As a user, I can now create the Pod that would have normally been blocked.

$ kubectl -n falcon-dev run emergency-busybox --image busybox:1.28 --overrides '{"spec":{"hostPID": true}}' -- sleep 1d

pod/emergency-busybox created

Let’s check the ClusterCleanupPolicy count to see what happened.

$ kubectl get clustercleanuppolicies

NAME                                          SCHEDULE       AGE
polex-falcon-dev-emergency-busybox-y8mnuyyb   24 19 11 2 6   87s

Awesome! We can see it generated a proper ClusterCleanupPolicy for us. Let’s inspect its contents.

apiVersion: kyverno.io/v2alpha1
kind: ClusterCleanupPolicy
metadata:
  creationTimestamp: "2023-02-11T15:24:31Z"
  generation: 1
  labels:
    app.kubernetes.io/managed-by: kyverno
    kyverno.io/automated: "true"
    kyverno.io/generated-by-kind: PolicyException
    kyverno.io/generated-by-name: emergency-busybox
    kyverno.io/generated-by-namespace: falcon-dev
    policy.kyverno.io/gr-name: ur-dpfvn
    policy.kyverno.io/policy-name: automate-cleanup
    policy.kyverno.io/synchronize: disable
  name: polex-falcon-dev-emergency-busybox-y8mnuyyb
  resourceVersion: "1601278"
  uid: 8323279e-18a2-41f6-afc7-44a74db8f240
spec:
  match:
    any:
    - resources:
        kinds:
        - PolicyException
        names:
        - emergency-busybox
        namespaces:
        - falcon-dev
  schedule: 24 19 11 2 6

As we can see, the contents of this cleanup policy were generated according to the templated information in the rule. Notice that the schedule here is four hours from now (converted from UTC time).

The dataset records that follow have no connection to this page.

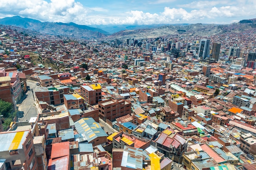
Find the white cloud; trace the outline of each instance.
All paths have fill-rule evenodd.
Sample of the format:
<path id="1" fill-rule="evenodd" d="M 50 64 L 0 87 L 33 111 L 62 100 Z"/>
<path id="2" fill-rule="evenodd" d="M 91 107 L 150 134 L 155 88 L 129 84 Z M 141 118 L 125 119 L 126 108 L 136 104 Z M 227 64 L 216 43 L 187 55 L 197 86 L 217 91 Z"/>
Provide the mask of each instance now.
<path id="1" fill-rule="evenodd" d="M 232 20 L 240 20 L 238 17 L 248 19 L 256 16 L 255 0 L 193 1 L 178 5 L 180 8 L 174 5 L 175 1 L 176 0 L 157 0 L 148 2 L 156 4 L 150 5 L 154 8 L 160 5 L 163 7 L 162 12 L 150 13 L 129 10 L 128 7 L 126 11 L 120 11 L 117 7 L 115 11 L 101 7 L 99 4 L 89 8 L 75 0 L 51 0 L 49 2 L 44 0 L 27 0 L 25 2 L 18 0 L 0 0 L 2 7 L 0 17 L 20 15 L 43 22 L 72 22 L 80 24 L 95 25 L 216 23 L 224 20 L 230 21 L 228 22 L 231 23 Z"/>

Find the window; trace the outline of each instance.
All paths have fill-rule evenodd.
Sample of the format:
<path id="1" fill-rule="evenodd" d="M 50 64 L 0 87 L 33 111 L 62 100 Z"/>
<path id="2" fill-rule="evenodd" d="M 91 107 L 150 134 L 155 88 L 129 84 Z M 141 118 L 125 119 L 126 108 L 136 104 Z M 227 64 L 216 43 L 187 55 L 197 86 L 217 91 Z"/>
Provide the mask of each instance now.
<path id="1" fill-rule="evenodd" d="M 32 168 L 34 165 L 34 163 L 35 163 L 34 158 L 33 159 L 33 160 L 32 161 L 32 162 L 31 162 L 31 163 L 30 163 L 30 165 L 29 166 L 29 168 L 30 168 L 30 169 L 32 169 Z"/>
<path id="2" fill-rule="evenodd" d="M 13 166 L 21 165 L 21 161 L 20 159 L 14 160 L 11 161 L 11 163 Z"/>
<path id="3" fill-rule="evenodd" d="M 14 154 L 19 154 L 19 153 L 18 151 L 18 149 L 16 149 L 16 150 L 11 150 L 9 151 L 9 153 L 10 153 L 10 155 L 14 155 Z"/>
<path id="4" fill-rule="evenodd" d="M 29 148 L 29 145 L 30 145 L 31 143 L 31 141 L 30 140 L 30 139 L 29 139 L 29 142 L 28 142 L 27 144 L 26 144 L 26 149 L 27 149 L 27 148 Z"/>
<path id="5" fill-rule="evenodd" d="M 29 157 L 30 157 L 30 156 L 31 156 L 32 154 L 33 154 L 33 149 L 31 148 L 31 149 L 30 149 L 30 151 L 29 151 Z"/>

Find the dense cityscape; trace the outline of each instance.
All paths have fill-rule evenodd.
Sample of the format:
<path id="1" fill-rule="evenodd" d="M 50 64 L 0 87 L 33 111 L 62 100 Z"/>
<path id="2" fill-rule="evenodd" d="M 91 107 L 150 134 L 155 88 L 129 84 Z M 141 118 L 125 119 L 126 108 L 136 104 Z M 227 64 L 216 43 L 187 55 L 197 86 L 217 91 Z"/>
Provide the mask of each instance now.
<path id="1" fill-rule="evenodd" d="M 256 169 L 255 28 L 72 40 L 0 27 L 0 170 Z"/>

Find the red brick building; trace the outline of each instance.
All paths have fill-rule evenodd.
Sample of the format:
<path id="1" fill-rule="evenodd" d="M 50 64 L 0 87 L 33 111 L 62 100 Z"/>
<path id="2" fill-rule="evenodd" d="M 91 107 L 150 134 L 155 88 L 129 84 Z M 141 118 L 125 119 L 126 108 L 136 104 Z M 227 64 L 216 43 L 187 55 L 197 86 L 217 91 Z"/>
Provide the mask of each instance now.
<path id="1" fill-rule="evenodd" d="M 89 105 L 96 105 L 101 100 L 101 86 L 99 84 L 81 85 L 80 88 L 81 95 Z"/>
<path id="2" fill-rule="evenodd" d="M 67 86 L 55 86 L 37 89 L 35 94 L 39 101 L 49 105 L 58 105 L 64 103 L 63 95 L 69 92 L 69 87 Z"/>
<path id="3" fill-rule="evenodd" d="M 106 121 L 131 114 L 131 103 L 124 99 L 112 99 L 99 102 L 99 117 Z"/>

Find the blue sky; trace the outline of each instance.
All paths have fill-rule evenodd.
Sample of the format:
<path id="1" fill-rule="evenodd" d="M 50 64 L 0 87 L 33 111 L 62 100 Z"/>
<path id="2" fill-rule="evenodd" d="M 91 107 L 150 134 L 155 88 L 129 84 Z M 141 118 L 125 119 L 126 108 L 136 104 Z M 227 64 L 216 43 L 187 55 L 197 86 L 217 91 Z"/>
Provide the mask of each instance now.
<path id="1" fill-rule="evenodd" d="M 230 24 L 256 17 L 255 0 L 0 0 L 0 18 L 86 25 Z"/>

So all that’s left at this point is to let your user perform their troubleshooting and go about your business. When the expiration date is reached, Kyverno deletes the Policy Exception so no more of these named Pods can be allowed to bypass the rule, restoring your policy to its previous state all while not having to lay a finger on it.

You can imagine at this point how useful not only Policy Exceptions can be but how multiple other Kyverno capabilities can all be brought to bare to really improve your life as a platform engineer. With tools like these in your toolbox, there’s very little you can’t accomplish so long as you can dream it up.